総務部門:膨大な事務作業から解放され、戦略的業務にシフトする
総務部門は、全社の生産性向上に貢献する部門であり、生成AIは縁の下の力持ちとしてその役割を強化できるでしょう。
9.社内マニュアル・文書の作成支援
リクルートでは、ChatGPTを活用して新入社員向けのマニュアルを作成したところ、従来の3分の1の時間で完成させることができました。これにより、マニュアル作成にかかる工数を大幅に削減し、常に最新の情報を反映した文書を維持できます。
10.会議の議事録作成と要約
AIが会議の音声から自動で文字起こしを行い、要点をまとめて議事録を作成します。LINEヤフーでは、社内会議にAI議事録作成ツールを導入し、会議後の情報共有時間を80%削減しました。
11.社内ヘルプデスクの効率化
社内FAQチャットボットを導入することで、福利厚生や社内規定に関する一般的な質問への回答を自動化できます。KDDIは、この取り組みにより問い合わせ対応時間を60%削減し、担当者は複雑な案件に集中できるようになったのです。
12.社内ナレッジの整理と情報共有
過去の議事録やチャット履歴、業務マニュアルなどの膨大な社内ナレッジをAIが自動で整理・構造化します。これにより、必要な情報を瞬時に検索・抽出できるようになり、情報共有のスピードと正確性が向上します。
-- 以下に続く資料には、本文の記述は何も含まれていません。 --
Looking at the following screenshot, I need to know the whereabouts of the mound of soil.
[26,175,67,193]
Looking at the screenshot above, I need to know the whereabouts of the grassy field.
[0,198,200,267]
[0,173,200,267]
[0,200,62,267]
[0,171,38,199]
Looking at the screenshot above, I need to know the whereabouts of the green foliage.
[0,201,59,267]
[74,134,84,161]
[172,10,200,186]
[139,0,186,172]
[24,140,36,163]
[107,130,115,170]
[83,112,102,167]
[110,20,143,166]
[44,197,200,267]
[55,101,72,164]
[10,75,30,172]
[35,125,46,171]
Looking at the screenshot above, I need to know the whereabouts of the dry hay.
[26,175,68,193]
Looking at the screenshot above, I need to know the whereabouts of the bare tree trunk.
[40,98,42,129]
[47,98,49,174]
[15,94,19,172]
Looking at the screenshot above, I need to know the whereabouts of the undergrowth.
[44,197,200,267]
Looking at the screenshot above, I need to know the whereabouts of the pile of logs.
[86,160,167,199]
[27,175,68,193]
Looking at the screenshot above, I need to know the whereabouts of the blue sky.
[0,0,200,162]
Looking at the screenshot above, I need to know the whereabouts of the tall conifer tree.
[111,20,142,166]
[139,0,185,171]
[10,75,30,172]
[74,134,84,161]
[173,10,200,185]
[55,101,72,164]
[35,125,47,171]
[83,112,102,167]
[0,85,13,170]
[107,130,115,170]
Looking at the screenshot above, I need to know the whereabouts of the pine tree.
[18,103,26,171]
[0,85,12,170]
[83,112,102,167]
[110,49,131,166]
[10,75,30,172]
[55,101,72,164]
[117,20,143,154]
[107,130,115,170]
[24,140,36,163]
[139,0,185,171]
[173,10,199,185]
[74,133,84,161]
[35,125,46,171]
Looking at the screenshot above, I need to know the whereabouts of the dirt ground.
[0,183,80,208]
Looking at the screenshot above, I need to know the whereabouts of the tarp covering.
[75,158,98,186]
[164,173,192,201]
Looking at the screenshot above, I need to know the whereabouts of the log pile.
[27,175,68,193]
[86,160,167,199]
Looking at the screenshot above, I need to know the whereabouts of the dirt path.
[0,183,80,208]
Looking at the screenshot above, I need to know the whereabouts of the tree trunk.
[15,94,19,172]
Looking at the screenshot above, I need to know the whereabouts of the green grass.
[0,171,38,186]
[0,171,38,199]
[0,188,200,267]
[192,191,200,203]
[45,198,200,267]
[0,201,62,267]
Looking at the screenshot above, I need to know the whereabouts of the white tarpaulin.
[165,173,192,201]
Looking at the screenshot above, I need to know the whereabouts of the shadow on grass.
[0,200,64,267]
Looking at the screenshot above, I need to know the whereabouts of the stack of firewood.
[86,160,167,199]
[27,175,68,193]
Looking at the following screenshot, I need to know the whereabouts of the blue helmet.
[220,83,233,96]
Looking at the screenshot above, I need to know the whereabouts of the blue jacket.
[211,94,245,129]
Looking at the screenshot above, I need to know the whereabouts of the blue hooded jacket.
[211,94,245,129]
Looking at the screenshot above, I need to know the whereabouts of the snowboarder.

法務部門:契約書レビューを効率化し、リーガルリスクへの対応を迅速化する
法務部門は、専門性が高く多くの文書処理を必要とします。生成AIは、高度な業務を支援し、担当者の負担を軽減します。
13.契約書作成・レビュー支援
雇用契約書や秘密保持契約書など、定型的な契約書のドラフトを自動で生成できます。また、既存の契約書を分析し、潜在的なリスクや問題点を短時間で特定することが可能となり、日本生命では法務部門の作業時間を50%削減しています。
14.法的調査・リサーチ業務の効率化
膨大な判例データベースから関連する判例を効率的に検索し、要旨を自動で整理します。従来、数日から数週間かかっていた調査を、AIが数時間で完了させることが可能になり、訴訟関連業務の効率化にも貢献するでしょう。
15.法的文書の平易な説明
AIが複雑な法的文書の内容を、一般社員にも理解しやすい言葉で要約・説明することで、法務担当者が各部署とコミュニケーションを取る際の負担が軽減されます。